El Instituto Nacional de Vigilancia de Medicamentos y Alimentos (Invima) emitió una alerta sobre 42 productos que están siendo comercializados y promocionados irregularmente como suplementos deportivos, nutricionales o energéticos. Aunque cuentan con registros o notificaciones sanitarias para su venta como alimentos y bebidas, el Instituto identificó que algunos mensajes publicitarios les atribuyen propiedades y beneficios que no fueron autorizados. Entre las afirmaciones detectadas aparecen referencias al aumento de masa muscular, recuperación física, rendimiento deportivo y reducción de la fatiga.
La alerta No. 267-2026 fue emitida después de las acciones de inspección, vigilancia y control adelantadas por el Invima. Durante estas actividades, la entidad encontró que los productos eran promocionados principalmente mediante plataformas de comercio electrónico utilizando categorías que no corresponden con las autorizaciones sanitarias concedidas. El Instituto precisó que los registros o notificaciones otorgados para alimentos y bebidas no fueron expedidos bajo la categoría de suplemento dietario, por lo que su presentación comercial debe mantenerse dentro de los alcances autorizados.
Entre las irregularidades identificadas aparecen productos ofrecidos como “suplementos deportivos”, “suplementos nutricionales” y “suplementos de uso energético”. El Invima también encontró mensajes que atribuyen a estos alimentos beneficios relacionados con el desarrollo y aumento de la masa muscular, la recuperación después del entrenamiento y el mejoramiento del rendimiento físico y deportivo.
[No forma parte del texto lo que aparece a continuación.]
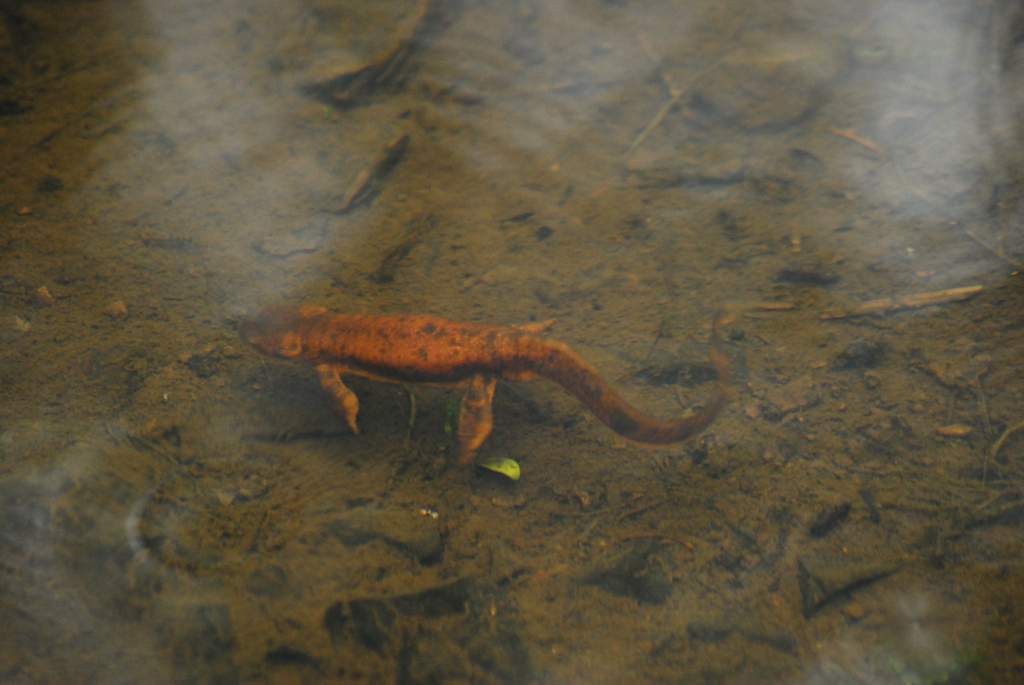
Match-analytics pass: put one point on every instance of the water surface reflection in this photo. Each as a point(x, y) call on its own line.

La entidad señaló que estas afirmaciones exceden las condiciones bajo las cuales fueron autorizados los productos y pueden generar una percepción equivocada sobre su verdadera naturaleza, composición y finalidad.
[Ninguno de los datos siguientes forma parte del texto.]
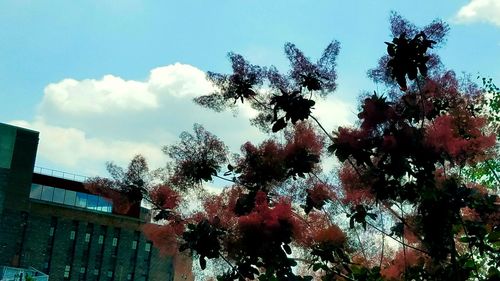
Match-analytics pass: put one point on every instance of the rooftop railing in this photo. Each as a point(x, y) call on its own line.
point(59, 174)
Las promociones examinadas también incluyen afirmaciones relacionadas con la reducción de la fatiga, el control del apetito y supuestos beneficios para la salud cardiovascular y el sistema inmunológico. El Invima recordó que este tipo de mensajes requiere especial atención cuando se presentan asociados a productos cuya autorización corresponde exclusivamente a alimentos o bebidas. La entidad advirtió que atribuirles características diferentes a las autorizadas puede inducir a error a los consumidores, especialmente a personas que buscan productos específicos para complementar entrenamiento, nutrición o recuperación física.
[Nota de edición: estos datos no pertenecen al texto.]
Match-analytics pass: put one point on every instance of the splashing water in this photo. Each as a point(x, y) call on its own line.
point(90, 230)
Publicidad bajo vigilancia sanitaria
El Invima recordó que contar con un registro, permiso o notificación sanitaria para un alimento o bebida no significa que el producto pueda ser promocionado libremente con cualquier tipo de afirmación. La autorización sanitaria está relacionada tanto con la naturaleza del producto como con las condiciones bajo las cuales puede presentarse al consumidor. Por esta razón, una autorización para comercializar un alimento no puede utilizarse para presentarlo como suplemento dietario ni para atribuirle propiedades medicinales, preventivas, curativas, nutritivas o especiales no autorizadas.
La entidad también citó la Ley 9 de 1979, que establece restricciones frente a la publicidad de alimentos y bebidas. Según recordó el Instituto, los rótulos y demás medios publicitarios no pueden incorporar afirmaciones capaces de generar apreciaciones falsas sobre la verdadera naturaleza, origen, composición o calidad de los productos. La disposición busca proteger al consumidor frente a mensajes que puedan alterar la percepción sobre las características reales de un alimento y evitar que la publicidad convierta sus propiedades en promesas que no cuentan con autorización sanitaria.
La alerta No. 267-2026 relaciona producto por producto las declaraciones no permitidas identificadas durante las actividades de vigilancia. El Invima recomendó a consumidores, deportistas y ciudadanía en general revisar cuidadosamente la forma en que estos productos son ofrecidos antes de adquirirlos. Si alguno de los alimentos incluidos en la alerta continúa siendo promocionado como suplemento deportivo, nutricional o energético, o con beneficios no autorizados, la entidad aconseja abstenerse de comprarlo y consumirlo debido al uso indebido de las autorizaciones y al riesgo de inducir a error.
El Invima reiteró que la responsabilidad frente al cumplimiento de las disposiciones sanitarias corresponde a los titulares de los registros, permisos o notificaciones sanitarias y puede extenderse a fabricantes, comercializadores e importadores. La entidad informó que adelanta las actuaciones administrativas correspondientes frente a los productos identificados, dentro del marco de sus competencias. La medida busca fortalecer el control sobre la comercialización y publicidad de alimentos, prevenir prácticas que puedan confundir a los consumidores y contribuir a la protección de la salud pública.